The award went to producers Kathryn Bigelow (who also directed), Mark Boal (who wrote the screenplay), Nicolas Chartier and Greg Shapiro.

The heart-pounding drama about a bomb-defusing unit in the Iraq war had won several recent critics’ honors but lost footing after the Globes chose “Avatar” as best dramatic film and the SAG film ensemble award went to “Inglourious Basterds.”

Taking home the top PGA prize has put the low-budget indie back on the fast track for Oscar gold.

The PGA award has become a strong bellwether for the Academy Award for best film. During the last 20 years, 13 previous PGA winners have gone on to win the best film Oscar. The last time the PGA and the academy disagreed was four years ago, when the producers gave their top honor to “Little Miss Sunshine” and the Oscar went to “The Departed.”
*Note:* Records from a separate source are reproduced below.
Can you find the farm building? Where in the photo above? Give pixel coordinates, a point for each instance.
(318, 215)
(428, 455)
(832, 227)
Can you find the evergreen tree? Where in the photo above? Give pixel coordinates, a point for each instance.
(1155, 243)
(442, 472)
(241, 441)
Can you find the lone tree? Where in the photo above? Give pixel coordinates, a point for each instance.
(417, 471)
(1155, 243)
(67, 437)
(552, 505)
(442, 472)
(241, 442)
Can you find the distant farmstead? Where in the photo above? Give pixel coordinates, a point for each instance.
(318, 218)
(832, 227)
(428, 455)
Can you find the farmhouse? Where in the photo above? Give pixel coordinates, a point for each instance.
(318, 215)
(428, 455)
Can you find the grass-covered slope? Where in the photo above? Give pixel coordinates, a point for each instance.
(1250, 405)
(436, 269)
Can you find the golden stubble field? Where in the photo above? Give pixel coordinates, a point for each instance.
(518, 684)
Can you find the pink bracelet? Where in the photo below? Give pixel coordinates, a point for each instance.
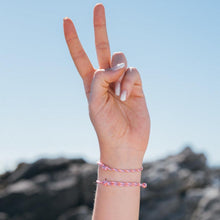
(105, 167)
(117, 183)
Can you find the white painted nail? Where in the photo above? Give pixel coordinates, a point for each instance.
(117, 88)
(118, 66)
(123, 96)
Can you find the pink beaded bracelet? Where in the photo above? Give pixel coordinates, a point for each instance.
(118, 183)
(105, 167)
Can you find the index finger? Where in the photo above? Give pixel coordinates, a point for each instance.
(78, 54)
(101, 37)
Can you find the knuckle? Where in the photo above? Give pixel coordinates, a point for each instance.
(79, 55)
(98, 74)
(102, 45)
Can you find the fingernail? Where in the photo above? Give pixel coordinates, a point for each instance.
(118, 66)
(123, 96)
(117, 88)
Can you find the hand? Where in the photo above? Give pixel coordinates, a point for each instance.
(117, 106)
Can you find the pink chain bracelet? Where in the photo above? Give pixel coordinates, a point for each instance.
(117, 183)
(105, 167)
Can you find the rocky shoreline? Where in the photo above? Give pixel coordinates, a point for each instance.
(180, 187)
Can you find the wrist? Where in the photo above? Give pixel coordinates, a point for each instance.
(122, 158)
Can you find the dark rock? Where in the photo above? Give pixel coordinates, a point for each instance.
(79, 213)
(180, 187)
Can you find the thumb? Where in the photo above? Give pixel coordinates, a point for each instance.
(103, 78)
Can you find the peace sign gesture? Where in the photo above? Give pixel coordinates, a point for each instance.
(117, 106)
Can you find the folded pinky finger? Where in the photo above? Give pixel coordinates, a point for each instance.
(130, 80)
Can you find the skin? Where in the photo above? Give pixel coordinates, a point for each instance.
(122, 127)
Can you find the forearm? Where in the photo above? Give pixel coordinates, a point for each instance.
(118, 202)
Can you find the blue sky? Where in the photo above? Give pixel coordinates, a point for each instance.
(175, 45)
This year, the PGA followed the academy’s decision to expand the best picture roster from five nominees to 10. The other contenders: “Avatar,” “District 9,” “An Education,” “Inglourious Basterds,” “Invictus,” “Precious: Based on the Novel ‘Push’ by Sapphire,” “Star Trek,” “Up” and “Up in the Air.”
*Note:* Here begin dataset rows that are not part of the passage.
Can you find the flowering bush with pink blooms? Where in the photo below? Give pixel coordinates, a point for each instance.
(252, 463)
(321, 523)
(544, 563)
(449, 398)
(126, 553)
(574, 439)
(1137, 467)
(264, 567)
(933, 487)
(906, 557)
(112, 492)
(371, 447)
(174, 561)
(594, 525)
Producer of the year in animated theatrical motion pictures went to Jonas Rivera for “Up”; Fisher Stevens and Paula DuPré Pesmen won producer of the year in the documentary category for “The Cove.”

On the television side, Lorne Michaels, Tina Fey, Marci Klein, David Miner, Robert Carlock, Jeff Richmond, Don Scardino and Jerry Kupfer won the Danny Thomas producer award for NBC’s “30 Rock.”

Matthew Weiner, Scott Hornbacher, Lisa Albert and André & Maria Jacquemetton won the Norman Felton producer award for television drama for AMC’s “Mad Men.”

Jeff Fager took the trophy for nonfiction television for “60 Minutes,” while Stephen Colbert, Jon Stewart, Allison Silverman, Richard Dahm, Meredith Bennett and Tom Purcell won the live entertainment and competition television category for Comedy Central’s “The Colbert Report.”

Lucy Barzun Donnelly, Rachael Horovitz, Michael Sucsy and David Coatsworth won the David L. Wolper producer award in long-form television for HBO’s “Grey Gardens.”

Several tribute awards also were given during the ceremony at the Hollywood Palladium.

Michael Lynton, chairman and chief executive of Sony Pictures Entertainment, and Amy Pascal, co-chair of Sony, got the Milestone Award; “Survivor” producer Mark Burnett earned the Norman Lear Achievement Award in Television; John Lasseter, chief creative officer, Walt Disney and Pixar Animation, received the David O. Selznick Achievement Award; Joss Whedon of “Buffy the Vampire Slayer” and “Dollhouse” fame took the Vanguard Award; and the film “Precious: Based on the Novel ‘Push’ by Sapphire” was honored with the Stanley Kramer Award.